Kad Merad : Le mien, c’était Sophie, la girafe…
Malik Benthala : Et moi, Kader le mouton
Kad : Je plaisantais, car en fait je ne m’en souviens pas. C’est trop vieux. Mon fils, lui, avait un personnage un peu Tim Burtonien que j’avais acheté dans la boutique de la sœur de Gérard Lartigau, réalisateur de « Paméla Rose ». 
 
Quand on fait un film sur un duo, on base le casting à partir de l’un des deux ?
 
P.M. : Quand on a commencé l’écriture du scénar, on avait déjà Kad en tête.  Grâce à notre producteur Richard Grandpierre, Kad a donc été associé à son développement. Quant à Malik, on avait repéré son travail depuis ses prestations chez Jamel. Après, il fallait qu’ils s’entendent. Ce qui a été le cas et notre chance.
 
Kad : J’ai également parlé de Malik, car j’avais envie de ce genre d’acteur avec moi. Et je savais qu’il saurait saisir sa chance. Car il a l’enthousiasme des débutants. Résultat : nous avons été proches très vite.
 
Dans ce film, vous vous déchainez contre les aristos, les retraités et les donateurs du Guatemala. Y a t-il une corporation qui trouve grâce à vos yeux ?
 
J.H. : C’est vrai que ça pique un peu par moments, mais il y a toujours de l’humanité ou de la bienveillance. La preuve : la relation de Malik avec Guy Marchand retraité, fonctionne bien et c’est même assez touchant. Donc il n’y a jamais de méchanceté gratuite.

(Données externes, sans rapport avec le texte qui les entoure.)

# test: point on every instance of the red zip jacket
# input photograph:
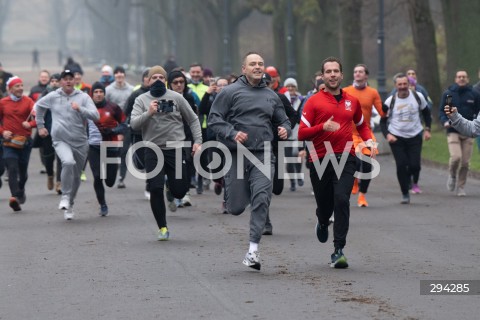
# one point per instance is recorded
(318, 109)
(14, 113)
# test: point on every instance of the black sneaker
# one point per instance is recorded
(169, 195)
(405, 199)
(22, 197)
(322, 232)
(218, 187)
(252, 260)
(268, 231)
(14, 204)
(339, 260)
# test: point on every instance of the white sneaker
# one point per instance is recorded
(252, 260)
(451, 182)
(64, 203)
(186, 201)
(331, 220)
(68, 214)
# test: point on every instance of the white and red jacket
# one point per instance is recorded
(321, 107)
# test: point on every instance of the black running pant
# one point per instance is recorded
(95, 165)
(178, 187)
(407, 154)
(332, 195)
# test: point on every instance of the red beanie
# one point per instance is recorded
(13, 81)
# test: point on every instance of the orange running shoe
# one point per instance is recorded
(355, 186)
(362, 202)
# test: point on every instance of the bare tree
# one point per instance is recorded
(461, 36)
(423, 31)
(4, 10)
(110, 24)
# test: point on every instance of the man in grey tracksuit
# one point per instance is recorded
(469, 128)
(161, 115)
(70, 109)
(247, 112)
(118, 93)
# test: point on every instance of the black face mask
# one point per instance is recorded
(158, 89)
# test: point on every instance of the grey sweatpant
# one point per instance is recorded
(73, 159)
(255, 189)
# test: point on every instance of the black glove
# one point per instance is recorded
(106, 131)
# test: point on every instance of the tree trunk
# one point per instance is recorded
(461, 37)
(320, 40)
(4, 11)
(423, 31)
(351, 52)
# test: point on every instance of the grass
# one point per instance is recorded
(436, 149)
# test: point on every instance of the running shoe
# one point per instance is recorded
(416, 189)
(22, 197)
(451, 183)
(268, 230)
(168, 194)
(178, 203)
(339, 260)
(218, 188)
(362, 202)
(252, 260)
(405, 199)
(172, 206)
(64, 203)
(331, 220)
(355, 186)
(322, 232)
(103, 210)
(50, 183)
(163, 234)
(186, 201)
(58, 187)
(14, 204)
(68, 214)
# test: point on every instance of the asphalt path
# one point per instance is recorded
(113, 267)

En tout cas, on a cherché à éviter ça.
 
Pouvez-vous nous rappeler le nom de ce formidable acteur qui joue Thierry, le maître-chien ? Il est tellement bon qu’il fait presque peur. 
 
P.M. : C’est David Salles, aussi bon acteur que metteur en scène. On l’a déjà vu dans 27 films ou séries télé. Notamment cette année dans « Chérif », « Section de recherches » et « Taxi 5 ». Ici, il est effectivement fabuleux et c’est bien de le rappeler.